NationStates 2
Max Barry, author of the brilliant satire Jennifer Government and creator of the game NationStates have announced that NationStates 2 is nearing release;
“With NS2, the design from day one has been all about longer-term gameplay. While the core principles of NationStates haven’t changed — micromanagement is still a dirty word, diplomacy is the focus, and customization rules — NS2 greatly expands your nation’s ability to affect its world. It’s all about giving you top-level control and letting you take your nation wherever the hell you want.”
I have been playing NationStates for some time now, but the beauty of it is the minimal amount of effort you need to put into it so I’m not sure I will continue. Still, it’s a pretty cool thing.
VGNG settled
So the VGNG voting has now officially ended and Farbs’ ROM CHECK FAIL emerged as the winner. Congratulations!
The fallout of the votes didn’t offer many surprises, though I thought some games deserved more votes than they got – although I guess you can expect some noise in the lower end when there are so few voters.
You Have to Burn the Rope
You Have to Burn the Rope is the anti-game to IWBTG and the other ultra-hard, deceiving games out there. Is it a brilliant critique on how gameplay gets more and more streamlined? is it a lame attempt to rip off Portal’s ending? is it a great game, or even a game at all? … well, most people seem to like it so it’s certainly something.

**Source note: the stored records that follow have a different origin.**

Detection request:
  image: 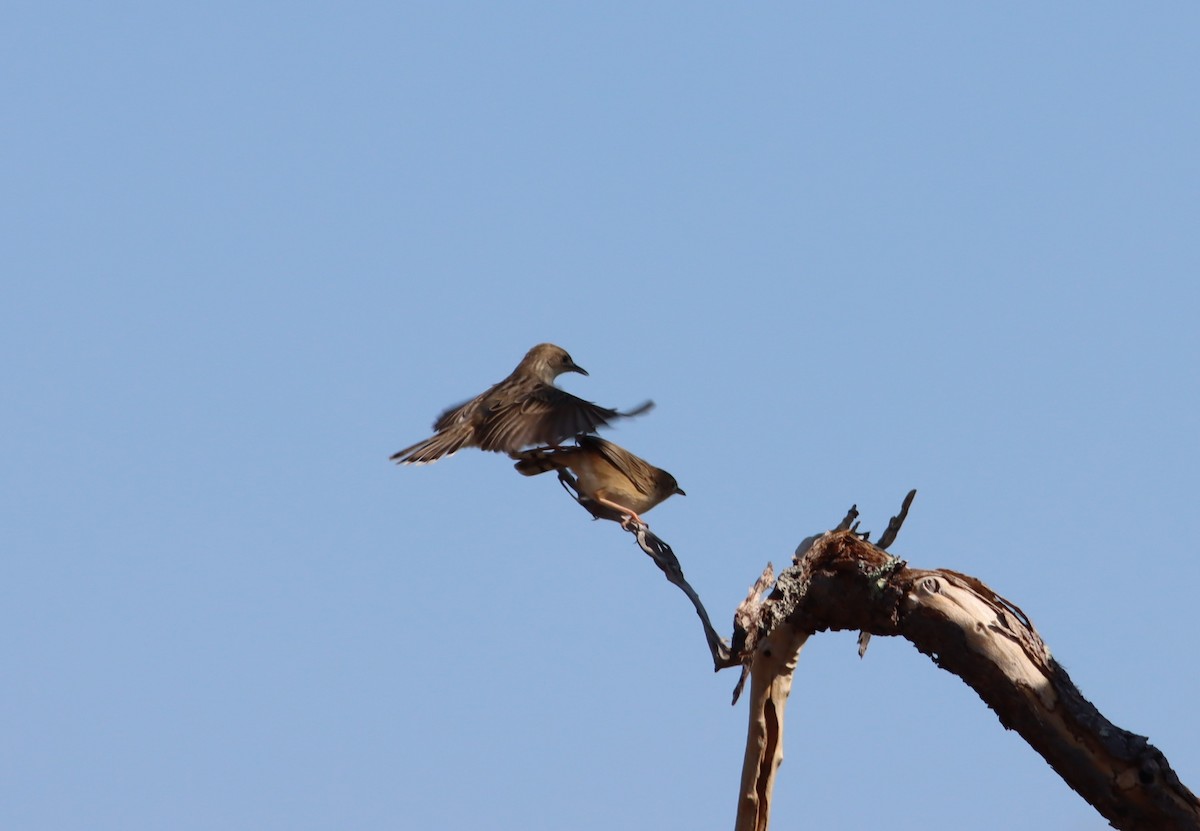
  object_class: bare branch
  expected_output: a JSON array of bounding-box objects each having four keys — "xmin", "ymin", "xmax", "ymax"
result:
[{"xmin": 737, "ymin": 506, "xmax": 1200, "ymax": 831}]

As Dominic White put it on TIGSource; “I don’t know about ‘games as art’, but I’m certainly behind the concept of ‘games as joke’.“
Greenhouse
“The Greenhouse is a new distribution platform operated by Greenhouse Interactive, dedicated to supporting independent game development worldwide. We help indie developers get their games into the hands of gamers, and that gives gamers easy access to new and innovative games that they might otherwise have missed.”
Penny Arcade and Hothead Games have started this portal in order to sell their game, and in the future “…to use it as a way of promoting great independent games that might otherwise slide under the radar”. Of course, there are similar services all over the web but since Penny Arcade is quite big the situation automatically gets very different. Not to say that it’ll automatically be great for everyone, chances are only a very select few games that the PA guys deem worthy will end up on greenhouse. Maybe the altruistic thing is just a front and they’ll hog the revenues as much as any other publisher, or maybe I’m being overly optimistic about the impact it might have. One more distribution channel is better than no more distribution channel, though, and as they put it my default policy is “cautious optimism”.